In Maltese we have a saying ‘mitt bniedem mitt fhema’ meaning a hundred people will give a hundred different opinions. This also applies to dentists but luckily most dentists should agree on at least 2-3 lines of different treatment for that specific patient. Obviously patients cannot be seen by so many dentists to decide on the best for them. General dental practitioners should be in a position to recognise whether the patient in their chair can and should be treated by them, or whether they should be referred to their more experienced and qualified colleagues.


At times general dental practitioners may also perform procedures done by specialists. Ongoing dental education and professional development courses help expand our skills and experience allowing us to take on and offer more treatment modalities.


All this is very confusing! To top it up, prices for the same treatment also vary.

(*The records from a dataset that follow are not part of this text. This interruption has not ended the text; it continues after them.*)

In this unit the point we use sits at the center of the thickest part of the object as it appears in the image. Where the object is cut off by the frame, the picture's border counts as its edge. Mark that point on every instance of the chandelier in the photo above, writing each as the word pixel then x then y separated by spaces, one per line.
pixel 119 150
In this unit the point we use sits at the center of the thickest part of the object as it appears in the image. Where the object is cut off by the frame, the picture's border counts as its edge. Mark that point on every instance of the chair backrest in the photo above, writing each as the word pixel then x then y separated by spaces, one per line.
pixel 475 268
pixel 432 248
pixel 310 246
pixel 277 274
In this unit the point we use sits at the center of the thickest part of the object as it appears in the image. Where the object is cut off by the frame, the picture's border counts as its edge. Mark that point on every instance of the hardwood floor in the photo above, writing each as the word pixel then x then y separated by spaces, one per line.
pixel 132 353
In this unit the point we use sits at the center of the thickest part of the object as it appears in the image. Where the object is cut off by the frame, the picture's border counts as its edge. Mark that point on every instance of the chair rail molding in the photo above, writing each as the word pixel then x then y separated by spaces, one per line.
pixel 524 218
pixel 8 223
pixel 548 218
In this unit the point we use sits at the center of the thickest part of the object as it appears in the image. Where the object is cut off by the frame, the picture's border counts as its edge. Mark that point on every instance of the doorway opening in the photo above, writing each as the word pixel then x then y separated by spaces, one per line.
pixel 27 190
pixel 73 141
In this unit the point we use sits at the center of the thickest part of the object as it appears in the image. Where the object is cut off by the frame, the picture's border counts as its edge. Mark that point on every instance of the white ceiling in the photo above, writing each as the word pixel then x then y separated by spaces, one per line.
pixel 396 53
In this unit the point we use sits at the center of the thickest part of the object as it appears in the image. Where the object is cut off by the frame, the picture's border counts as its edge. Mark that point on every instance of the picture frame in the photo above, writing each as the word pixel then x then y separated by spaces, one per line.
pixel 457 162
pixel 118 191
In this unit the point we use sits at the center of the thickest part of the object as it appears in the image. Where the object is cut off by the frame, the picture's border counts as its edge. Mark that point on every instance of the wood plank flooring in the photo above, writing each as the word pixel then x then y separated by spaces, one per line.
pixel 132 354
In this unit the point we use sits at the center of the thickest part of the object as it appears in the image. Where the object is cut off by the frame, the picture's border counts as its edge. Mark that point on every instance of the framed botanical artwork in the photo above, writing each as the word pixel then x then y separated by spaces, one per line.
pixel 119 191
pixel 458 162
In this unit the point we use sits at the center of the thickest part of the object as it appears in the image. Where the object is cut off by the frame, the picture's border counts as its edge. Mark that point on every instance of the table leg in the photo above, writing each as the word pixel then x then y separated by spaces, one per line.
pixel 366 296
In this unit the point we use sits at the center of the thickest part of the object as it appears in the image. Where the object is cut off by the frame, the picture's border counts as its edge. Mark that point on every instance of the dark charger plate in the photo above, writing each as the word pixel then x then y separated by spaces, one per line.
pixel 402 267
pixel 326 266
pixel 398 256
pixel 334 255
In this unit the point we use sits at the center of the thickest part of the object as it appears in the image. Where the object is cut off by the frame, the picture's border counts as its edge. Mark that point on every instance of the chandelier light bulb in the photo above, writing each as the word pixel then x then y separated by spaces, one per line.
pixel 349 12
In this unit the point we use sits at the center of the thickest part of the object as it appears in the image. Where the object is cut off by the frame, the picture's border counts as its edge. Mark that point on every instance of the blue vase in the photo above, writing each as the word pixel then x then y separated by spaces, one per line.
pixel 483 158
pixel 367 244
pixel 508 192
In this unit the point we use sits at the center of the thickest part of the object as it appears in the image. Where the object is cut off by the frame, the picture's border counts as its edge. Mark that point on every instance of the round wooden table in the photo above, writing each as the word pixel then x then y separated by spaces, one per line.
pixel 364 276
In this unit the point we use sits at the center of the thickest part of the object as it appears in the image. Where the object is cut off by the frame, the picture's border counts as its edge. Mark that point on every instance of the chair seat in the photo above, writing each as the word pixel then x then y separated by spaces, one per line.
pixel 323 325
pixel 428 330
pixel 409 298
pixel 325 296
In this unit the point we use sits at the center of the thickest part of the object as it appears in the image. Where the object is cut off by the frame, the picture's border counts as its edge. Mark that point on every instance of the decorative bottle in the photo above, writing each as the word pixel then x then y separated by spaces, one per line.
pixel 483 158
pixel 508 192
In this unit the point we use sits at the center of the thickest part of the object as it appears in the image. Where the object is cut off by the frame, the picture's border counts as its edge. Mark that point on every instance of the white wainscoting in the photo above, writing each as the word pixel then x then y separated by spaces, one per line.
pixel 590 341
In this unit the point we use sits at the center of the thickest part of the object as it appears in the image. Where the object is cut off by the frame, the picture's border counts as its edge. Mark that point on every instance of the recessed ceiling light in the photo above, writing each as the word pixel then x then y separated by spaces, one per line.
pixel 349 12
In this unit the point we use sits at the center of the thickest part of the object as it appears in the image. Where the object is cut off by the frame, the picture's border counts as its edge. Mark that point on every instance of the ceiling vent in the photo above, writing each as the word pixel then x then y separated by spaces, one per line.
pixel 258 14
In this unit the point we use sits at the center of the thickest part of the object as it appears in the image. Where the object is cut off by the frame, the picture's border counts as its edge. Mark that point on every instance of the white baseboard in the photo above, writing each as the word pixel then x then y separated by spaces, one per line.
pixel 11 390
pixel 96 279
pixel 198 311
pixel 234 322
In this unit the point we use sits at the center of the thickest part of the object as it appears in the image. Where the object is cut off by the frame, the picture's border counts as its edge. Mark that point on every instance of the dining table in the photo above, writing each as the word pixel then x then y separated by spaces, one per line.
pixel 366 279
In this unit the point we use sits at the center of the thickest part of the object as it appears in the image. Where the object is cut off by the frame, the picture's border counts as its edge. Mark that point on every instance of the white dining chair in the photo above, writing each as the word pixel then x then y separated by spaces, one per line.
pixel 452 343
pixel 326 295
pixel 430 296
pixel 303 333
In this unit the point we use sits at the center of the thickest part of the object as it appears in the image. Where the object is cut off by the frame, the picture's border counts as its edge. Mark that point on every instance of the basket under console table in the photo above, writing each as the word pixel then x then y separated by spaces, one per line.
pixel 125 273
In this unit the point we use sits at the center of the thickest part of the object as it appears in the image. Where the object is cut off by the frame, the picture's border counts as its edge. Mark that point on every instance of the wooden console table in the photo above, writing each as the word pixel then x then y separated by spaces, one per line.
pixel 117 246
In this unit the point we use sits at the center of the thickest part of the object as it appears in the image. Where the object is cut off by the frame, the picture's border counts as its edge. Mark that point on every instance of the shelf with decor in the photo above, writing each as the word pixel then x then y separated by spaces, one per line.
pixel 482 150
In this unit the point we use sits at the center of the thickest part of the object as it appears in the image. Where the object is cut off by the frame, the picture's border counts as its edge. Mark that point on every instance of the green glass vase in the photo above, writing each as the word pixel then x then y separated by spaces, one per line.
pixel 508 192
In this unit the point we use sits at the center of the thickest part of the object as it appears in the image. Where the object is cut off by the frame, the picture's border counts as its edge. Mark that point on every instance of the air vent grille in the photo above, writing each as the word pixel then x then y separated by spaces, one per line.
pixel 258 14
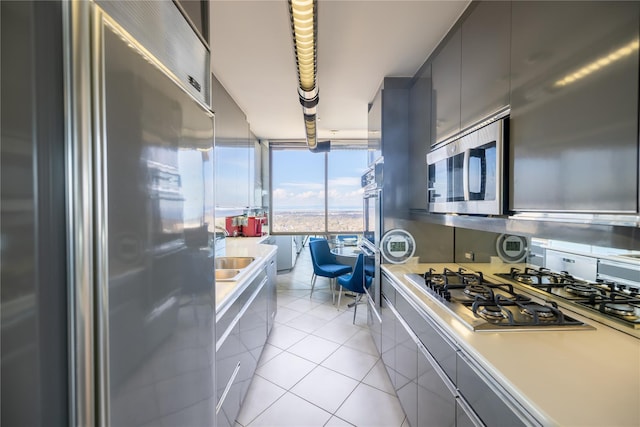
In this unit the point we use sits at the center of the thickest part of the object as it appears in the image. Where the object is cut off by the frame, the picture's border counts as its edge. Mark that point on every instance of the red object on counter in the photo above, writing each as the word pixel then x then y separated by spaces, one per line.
pixel 232 226
pixel 253 228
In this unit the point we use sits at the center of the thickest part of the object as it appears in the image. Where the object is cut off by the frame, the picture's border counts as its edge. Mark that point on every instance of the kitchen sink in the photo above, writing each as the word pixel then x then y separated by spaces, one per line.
pixel 233 262
pixel 223 274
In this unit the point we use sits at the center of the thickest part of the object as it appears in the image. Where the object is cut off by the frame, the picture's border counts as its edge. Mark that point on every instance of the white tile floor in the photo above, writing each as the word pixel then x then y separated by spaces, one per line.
pixel 318 369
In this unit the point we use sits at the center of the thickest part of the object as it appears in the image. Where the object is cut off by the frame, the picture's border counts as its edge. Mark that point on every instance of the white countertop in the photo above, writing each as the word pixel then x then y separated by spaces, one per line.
pixel 242 247
pixel 565 378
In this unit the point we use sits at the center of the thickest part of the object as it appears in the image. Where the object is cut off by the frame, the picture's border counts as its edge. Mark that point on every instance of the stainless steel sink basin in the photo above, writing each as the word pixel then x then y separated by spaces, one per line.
pixel 233 262
pixel 226 274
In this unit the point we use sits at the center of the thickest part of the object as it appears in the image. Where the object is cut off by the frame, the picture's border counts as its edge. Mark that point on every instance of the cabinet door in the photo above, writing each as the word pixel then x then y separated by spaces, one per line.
pixel 374 125
pixel 419 137
pixel 253 335
pixel 574 98
pixel 478 391
pixel 388 340
pixel 272 300
pixel 228 365
pixel 406 359
pixel 486 35
pixel 436 403
pixel 446 89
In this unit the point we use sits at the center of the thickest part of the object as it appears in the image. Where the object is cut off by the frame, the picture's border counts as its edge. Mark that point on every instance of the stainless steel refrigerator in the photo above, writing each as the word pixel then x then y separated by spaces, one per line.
pixel 119 215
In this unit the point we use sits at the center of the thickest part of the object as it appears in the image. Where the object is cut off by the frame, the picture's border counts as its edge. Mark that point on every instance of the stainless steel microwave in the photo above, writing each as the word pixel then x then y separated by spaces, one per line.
pixel 466 175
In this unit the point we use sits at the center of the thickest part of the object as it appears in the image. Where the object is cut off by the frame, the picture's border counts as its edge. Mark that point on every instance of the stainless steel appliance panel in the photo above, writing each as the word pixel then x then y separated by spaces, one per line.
pixel 34 302
pixel 158 147
pixel 183 53
pixel 574 133
pixel 466 174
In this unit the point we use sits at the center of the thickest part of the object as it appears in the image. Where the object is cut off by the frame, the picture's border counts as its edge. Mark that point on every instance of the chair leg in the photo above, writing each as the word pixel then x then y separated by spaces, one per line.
pixel 355 307
pixel 332 285
pixel 313 283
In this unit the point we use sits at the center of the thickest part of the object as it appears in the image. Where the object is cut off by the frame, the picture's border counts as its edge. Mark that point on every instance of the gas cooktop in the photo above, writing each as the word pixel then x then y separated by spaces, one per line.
pixel 486 306
pixel 610 300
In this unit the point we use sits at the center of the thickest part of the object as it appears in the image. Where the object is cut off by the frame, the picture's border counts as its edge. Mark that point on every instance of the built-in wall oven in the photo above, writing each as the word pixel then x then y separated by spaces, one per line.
pixel 372 230
pixel 466 174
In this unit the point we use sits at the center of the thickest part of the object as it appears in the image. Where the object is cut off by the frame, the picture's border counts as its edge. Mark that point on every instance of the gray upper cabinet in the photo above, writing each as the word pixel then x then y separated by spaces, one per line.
pixel 374 126
pixel 445 118
pixel 419 137
pixel 484 87
pixel 574 98
pixel 235 155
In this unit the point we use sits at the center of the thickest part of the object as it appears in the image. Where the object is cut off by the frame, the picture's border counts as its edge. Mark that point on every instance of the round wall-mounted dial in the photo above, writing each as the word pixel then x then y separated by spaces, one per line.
pixel 511 248
pixel 397 246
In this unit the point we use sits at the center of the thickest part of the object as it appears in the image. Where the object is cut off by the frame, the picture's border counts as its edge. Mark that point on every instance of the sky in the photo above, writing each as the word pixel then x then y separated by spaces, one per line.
pixel 298 179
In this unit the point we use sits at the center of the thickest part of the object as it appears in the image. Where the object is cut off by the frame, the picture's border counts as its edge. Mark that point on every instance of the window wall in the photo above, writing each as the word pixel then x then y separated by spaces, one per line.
pixel 316 193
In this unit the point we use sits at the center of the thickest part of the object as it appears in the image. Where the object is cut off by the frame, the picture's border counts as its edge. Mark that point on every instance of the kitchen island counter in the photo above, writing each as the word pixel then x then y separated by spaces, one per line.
pixel 563 378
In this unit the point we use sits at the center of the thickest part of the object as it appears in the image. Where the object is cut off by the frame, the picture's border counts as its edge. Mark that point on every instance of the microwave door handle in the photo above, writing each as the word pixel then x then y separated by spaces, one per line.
pixel 480 154
pixel 465 175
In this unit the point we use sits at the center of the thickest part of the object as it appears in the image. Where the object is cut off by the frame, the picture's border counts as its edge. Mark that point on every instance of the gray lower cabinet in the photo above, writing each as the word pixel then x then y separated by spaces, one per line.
pixel 574 102
pixel 272 300
pixel 486 402
pixel 435 400
pixel 241 333
pixel 406 355
pixel 437 383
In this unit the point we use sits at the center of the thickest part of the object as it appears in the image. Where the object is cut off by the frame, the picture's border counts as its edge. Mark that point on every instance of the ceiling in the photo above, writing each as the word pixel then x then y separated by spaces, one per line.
pixel 359 43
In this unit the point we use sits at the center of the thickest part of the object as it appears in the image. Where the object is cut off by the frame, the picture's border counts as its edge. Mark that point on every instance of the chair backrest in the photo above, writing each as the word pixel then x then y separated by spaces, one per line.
pixel 321 253
pixel 357 280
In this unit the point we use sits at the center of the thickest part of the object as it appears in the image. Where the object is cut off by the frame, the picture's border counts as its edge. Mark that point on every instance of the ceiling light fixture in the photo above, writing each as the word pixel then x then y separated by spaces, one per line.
pixel 599 63
pixel 304 28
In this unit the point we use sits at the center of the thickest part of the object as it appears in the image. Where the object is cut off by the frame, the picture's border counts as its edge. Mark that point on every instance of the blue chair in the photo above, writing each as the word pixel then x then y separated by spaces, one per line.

This is due to a number of factors; experience, qualifications, materials used, set-up, guarantee given and most of all service offered. For example patients quote ‘but the other dentist said it can be done for this amount and now you are saying it will cost more and must be done differently’. Believe it or not this is often done by email or telephone. Patients call the clinic or send radiographs by email and say ‘I need this and that, how much will it cost’ They expect to get a concrete figure without even getting to the clinic or even without taking a radiograph. This is very frustrating for a dentist who wishes to offer the best advice and perform the right book-standard treatment, assuring the patient that their treatment will last.


Sometimes old-fashioned ways of treating patients, not referring to techniques but to good chair-side manners, is the better way to advise patients, to be honest to patients, to have piece of mind that the patient will walk out happy and would have received what was best for them not for the dentist or practice. It’s a fine line. Don’t rush into things, get the information and make rational decisions with the help of a trustworthy dentist. Ask your dentist!